Description
It’s time to save our dungeons to disk. If we’re going to save them, we also want to load them, and of
course, if there’s nothing to load, we’ll still want to generate new ones.
In Linux and UNIX, we hide files by beginning their names with a dot (take a look at the assignment 0
code and you’ll see that we create a hidden directory to store frame data). We call them dot files. If you list
a directory with ls, you won’t see dot files by default (it’s possible your shell is configured to give different
behavior, however). Passing the -a switch to ls will force it to list all, which includes hidden files. Try it.
Be very careful of the rookie sysadmin mistake of trying to clean up all dot files with ‘rm -rf .*’. This
probably doesn’t do what you expect. To understand why, consider that ‘.’ is another name (an alias) for the
current directory and ‘..’ is the parent of the current directory. To get some idea of just how much damage
the command above can do, try issuing the command ‘ls -aR’.
We’ll store all of our game data for our Roguelike game in a hidden directory one level below our home
directories. We’ll call it, creatively enough, .rlg327. You can create this directly manually in the shell with
the mkdir command, or alternatively, you may use the mkdir(2) system call to do it in your program.

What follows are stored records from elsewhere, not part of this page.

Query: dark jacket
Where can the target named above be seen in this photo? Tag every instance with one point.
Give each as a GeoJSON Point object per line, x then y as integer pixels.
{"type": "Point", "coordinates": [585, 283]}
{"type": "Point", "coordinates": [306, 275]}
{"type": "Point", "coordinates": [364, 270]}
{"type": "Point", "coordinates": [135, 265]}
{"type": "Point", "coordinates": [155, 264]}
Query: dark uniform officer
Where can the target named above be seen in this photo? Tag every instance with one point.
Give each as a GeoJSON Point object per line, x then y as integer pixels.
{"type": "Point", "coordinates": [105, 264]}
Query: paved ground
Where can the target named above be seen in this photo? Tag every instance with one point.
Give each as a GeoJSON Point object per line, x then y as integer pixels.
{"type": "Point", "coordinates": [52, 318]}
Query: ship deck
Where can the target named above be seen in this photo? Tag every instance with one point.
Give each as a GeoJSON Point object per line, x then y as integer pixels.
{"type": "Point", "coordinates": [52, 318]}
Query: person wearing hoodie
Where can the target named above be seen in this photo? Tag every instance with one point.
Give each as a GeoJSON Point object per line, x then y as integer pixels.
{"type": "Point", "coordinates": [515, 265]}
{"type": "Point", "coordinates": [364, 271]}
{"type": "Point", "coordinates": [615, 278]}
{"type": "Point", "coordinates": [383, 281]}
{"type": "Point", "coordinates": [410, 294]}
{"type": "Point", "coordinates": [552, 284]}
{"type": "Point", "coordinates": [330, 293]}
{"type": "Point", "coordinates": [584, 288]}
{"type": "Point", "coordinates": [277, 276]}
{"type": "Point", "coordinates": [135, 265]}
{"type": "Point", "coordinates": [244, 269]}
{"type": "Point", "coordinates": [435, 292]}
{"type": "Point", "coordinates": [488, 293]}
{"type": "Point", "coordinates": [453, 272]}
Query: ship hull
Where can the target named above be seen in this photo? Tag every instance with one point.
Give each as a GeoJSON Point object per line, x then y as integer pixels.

Since
this is a system call, it’s more of something for an operating systems class than for this one, so we won’t
require you to use it. Since the game data directory is under your home, you need to know how to find that.
Use getenv(3) with the argument “HOME”. Concatenate .rlg327/ on to that. Then our dungeon will be
saved there in a file named dungeon.
For now, our default will always be to generate a new dungeon, display it, and exit. We’ll add two
switches, –save and –load. The save switch will cause the game to save the dungeon to disk before
terminating. The load switch will load the dungeon from disk, rather than generate a new one, then display
it and exit. The game can take both switches at the same time, in which case it reads the dungeon from disk,
displays it, rewrites it, and exits. You should be able to load, display, and save the same dungeon over and
over. If things change from run to run, you have a bug. This is a very good test of both your save and load
routines!
Our dungeon file format follows. All data is written in network order (big-endian). You’ll need to ensure
that you are doing the endianness conversions on both ends (reading and writing). All code in C.
Bytes Values
0–5 A semantic file-type marker with the value RLG327
6–9 An unsigned 32-bit integer file version marker with the value 0
10–13 An unsigned 32-bit integer size of the file
14–1693 The row-major dungeon matrix from top to bottom, with one byte, containing cell hardness, per cell. The hardness ranges from zero to 255, with zero representing open space
(room or corridor) and 255 representing immutable rock (probably only the border).
1694–end The positions of all of the rooms in the dungeon, given with 4 unsigned 8-bit integers
each. The first byte is the x position of the upper left corner of the room; the second byte
is the x size (width) of the room; the third byte is the y position of the upper left corner
of the room; and the fourth byte is the y size (height) of the room.
Everybody’s program, if correct, should load anybody else’s file! If your dungeon doesn’t have a “hardness” concept, add it now. It will be needed for a later stage of development. If you’ve implemented
non-rectangular rooms, you have two choices:
1. Change your code to make them rectangular.
2. Decompose them into contiguous, rectangular subrooms. The decomposition could even be to contiguous 1 × 1 rooms, which would be an incredibly inelegant implementation, but which would get
the job done.
Even if your dungeon generation routines limit your dungeon to a fixed maximum number of rooms, your
load routines should have no limit, otherwise, some of us will write dungeons that others cannot read.